Threat modeling for LLM applications
Threat modeling for LLM-backed products combines classic application threat modeling (data flows, trust boundaries) with model-specific abuse: prompt injection, tool misuse, retrieval manipulation, and unbounded consumption. This page gives a repeatable outline you can use in design reviews—not a substitute for full methodologies (STRIDE, PASTA, etc.).
Prerequisites: Skim Risk landscape so OWASP LLM categories are familiar.
1. Define the system under review
Document at least:
- Channels — Web chat, API, voice, plugins, batch jobs.
- Model boundary — Which calls go to a hosted LLM vs self-hosted vs small local model.
- Retrieval — Whether RAG is used; where chunks are stored; who can influence documents.
- Tools — HTTP clients, DB, ticketing, email, code execution, MCP servers (AI Automation).
Draw a data-flow diagram with trust boundaries: browser → API → orchestrator → model → tools → third parties.
2. List assets worth protecting
Examples:
- User prompts and conversation history (may contain secrets).
- API keys and service credentials held by the orchestrator or tools.
- Integrity of decisions (fraud, safety, medical/financial advice).
- Availability of the service and cost (token spend).
3. Identify attacker entry points
| Entry | Typical abuse |
|---|---|
| Direct user message | Prompt injection, jailbreaks, extraction of system prompt. |
| Retrieved documents / web fetch | Indirect injection; poisoned content steers answers or tools. |
| Tool/plugin parameters | Model supplies malicious URLs, IDs, or commands. |
| Multimodal inputs | Instructions hidden in images or attachments. |
| Admin or support content | If pasted into prompts without isolation, becomes “trusted” wrongly. |
4. STRIDE-style prompts (LLM-flavored)
Use STRIDE as a prompt list, not a rigid form:
- Spoofing — Can someone act as another tenant or user via model-supplied IDs?
- Tampering — Can retrieved text or tool results be altered before the model sees them?
- Repudiation — Are tool calls and prompts logged with correlation IDs for incidents?
- Information disclosure — Leaks via answers, logs, support exports, embeddings?
- Denial of service — Large inputs, tool loops, or API spam (LLM10)?

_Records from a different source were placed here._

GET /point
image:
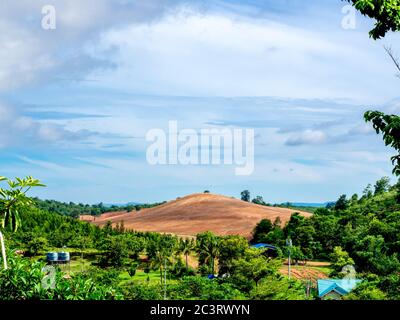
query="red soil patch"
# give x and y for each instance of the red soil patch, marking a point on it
(198, 213)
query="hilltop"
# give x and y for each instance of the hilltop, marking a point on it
(197, 213)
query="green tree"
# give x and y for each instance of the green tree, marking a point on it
(115, 251)
(36, 245)
(382, 185)
(389, 126)
(245, 195)
(187, 246)
(259, 200)
(231, 249)
(340, 258)
(261, 230)
(12, 200)
(207, 246)
(342, 203)
(253, 266)
(384, 12)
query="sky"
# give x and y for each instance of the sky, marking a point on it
(77, 101)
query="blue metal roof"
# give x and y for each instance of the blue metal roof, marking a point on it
(342, 286)
(263, 245)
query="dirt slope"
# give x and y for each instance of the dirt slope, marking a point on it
(198, 213)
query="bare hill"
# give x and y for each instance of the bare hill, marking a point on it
(198, 213)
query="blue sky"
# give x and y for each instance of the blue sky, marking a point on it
(76, 102)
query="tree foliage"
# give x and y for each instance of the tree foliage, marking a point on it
(386, 13)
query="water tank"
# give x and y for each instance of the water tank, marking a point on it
(52, 256)
(63, 256)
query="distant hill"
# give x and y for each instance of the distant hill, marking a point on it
(198, 213)
(309, 204)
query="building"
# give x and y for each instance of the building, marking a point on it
(335, 289)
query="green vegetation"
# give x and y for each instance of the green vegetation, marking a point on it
(384, 12)
(112, 263)
(75, 210)
(363, 232)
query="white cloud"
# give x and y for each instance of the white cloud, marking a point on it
(16, 130)
(307, 137)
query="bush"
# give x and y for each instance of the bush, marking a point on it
(23, 281)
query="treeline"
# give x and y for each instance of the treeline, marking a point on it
(246, 196)
(361, 230)
(240, 272)
(76, 209)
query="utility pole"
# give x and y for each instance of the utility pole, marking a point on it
(165, 278)
(3, 251)
(289, 245)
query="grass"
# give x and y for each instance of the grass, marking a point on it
(141, 277)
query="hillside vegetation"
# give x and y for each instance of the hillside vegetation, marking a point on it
(197, 213)
(361, 231)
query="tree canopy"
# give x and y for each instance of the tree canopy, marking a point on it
(386, 13)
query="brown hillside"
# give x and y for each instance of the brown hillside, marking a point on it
(198, 213)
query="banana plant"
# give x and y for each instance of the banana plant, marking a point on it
(13, 199)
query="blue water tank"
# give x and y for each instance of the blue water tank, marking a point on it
(63, 256)
(52, 256)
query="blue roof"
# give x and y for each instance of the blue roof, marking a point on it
(342, 286)
(263, 245)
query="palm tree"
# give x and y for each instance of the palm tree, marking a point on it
(208, 248)
(186, 247)
(12, 200)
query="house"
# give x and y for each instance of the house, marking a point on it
(271, 251)
(335, 289)
(263, 245)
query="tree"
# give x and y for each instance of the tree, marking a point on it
(385, 12)
(367, 193)
(382, 185)
(231, 248)
(389, 126)
(340, 259)
(115, 251)
(208, 250)
(253, 266)
(186, 247)
(36, 245)
(245, 195)
(259, 200)
(387, 16)
(342, 203)
(12, 200)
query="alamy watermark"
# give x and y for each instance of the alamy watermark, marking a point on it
(49, 19)
(349, 20)
(215, 146)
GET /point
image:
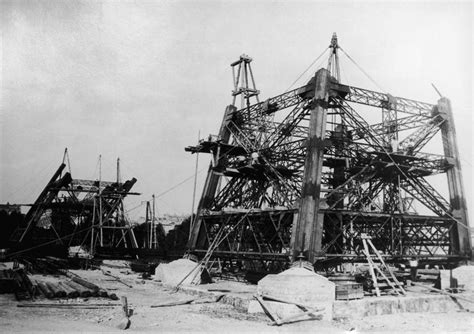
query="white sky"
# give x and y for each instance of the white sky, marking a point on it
(139, 79)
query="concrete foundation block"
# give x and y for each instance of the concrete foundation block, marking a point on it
(297, 285)
(174, 272)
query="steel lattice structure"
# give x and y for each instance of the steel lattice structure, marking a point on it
(312, 183)
(78, 212)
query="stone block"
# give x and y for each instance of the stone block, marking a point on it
(297, 285)
(174, 272)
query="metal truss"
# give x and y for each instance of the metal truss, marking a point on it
(73, 209)
(326, 169)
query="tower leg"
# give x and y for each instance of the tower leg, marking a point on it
(460, 236)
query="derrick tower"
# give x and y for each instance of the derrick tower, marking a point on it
(311, 184)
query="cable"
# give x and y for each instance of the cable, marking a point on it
(314, 61)
(362, 70)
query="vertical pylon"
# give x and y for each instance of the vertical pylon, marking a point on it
(309, 228)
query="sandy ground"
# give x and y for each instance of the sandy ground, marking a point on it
(198, 318)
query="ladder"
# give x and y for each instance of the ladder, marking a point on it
(377, 269)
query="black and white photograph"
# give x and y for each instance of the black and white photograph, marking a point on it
(226, 166)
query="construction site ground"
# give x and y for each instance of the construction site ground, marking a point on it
(226, 316)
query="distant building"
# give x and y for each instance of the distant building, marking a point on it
(10, 208)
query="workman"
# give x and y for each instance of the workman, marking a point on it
(413, 264)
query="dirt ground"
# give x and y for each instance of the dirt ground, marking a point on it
(197, 318)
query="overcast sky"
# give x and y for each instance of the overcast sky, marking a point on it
(139, 79)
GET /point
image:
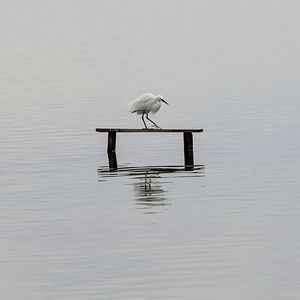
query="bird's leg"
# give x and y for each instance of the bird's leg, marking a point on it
(144, 120)
(147, 117)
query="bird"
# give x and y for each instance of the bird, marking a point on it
(145, 104)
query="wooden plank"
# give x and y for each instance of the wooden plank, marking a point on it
(147, 130)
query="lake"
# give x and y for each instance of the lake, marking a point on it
(71, 229)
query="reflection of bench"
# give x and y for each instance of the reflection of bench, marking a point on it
(187, 138)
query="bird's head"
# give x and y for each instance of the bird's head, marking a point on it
(160, 98)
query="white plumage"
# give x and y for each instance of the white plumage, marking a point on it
(145, 104)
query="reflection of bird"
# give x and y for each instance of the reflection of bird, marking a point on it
(145, 104)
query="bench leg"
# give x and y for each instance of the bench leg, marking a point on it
(188, 151)
(111, 151)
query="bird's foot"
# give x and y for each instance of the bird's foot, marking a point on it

- Elevation of privilege — Can a user trigger admin-only tools via prompt injection?
5. Tie findings to tests and controls
For each finding, assign:
- Risk rating (impact × likelihood) using your org’s scale.
- Test — Example attack narrative or automated case.
- Control — E.g. narrow tools, server-side authorization, sandboxing, rate limits, human approval (Human-in-the-loop).
6. Keep the model fresh
Threat models decay: new tools, new data sources, and model upgrades change behavior. Re-run when you change system prompts, tool schemas, retrieval corpora, or integrations.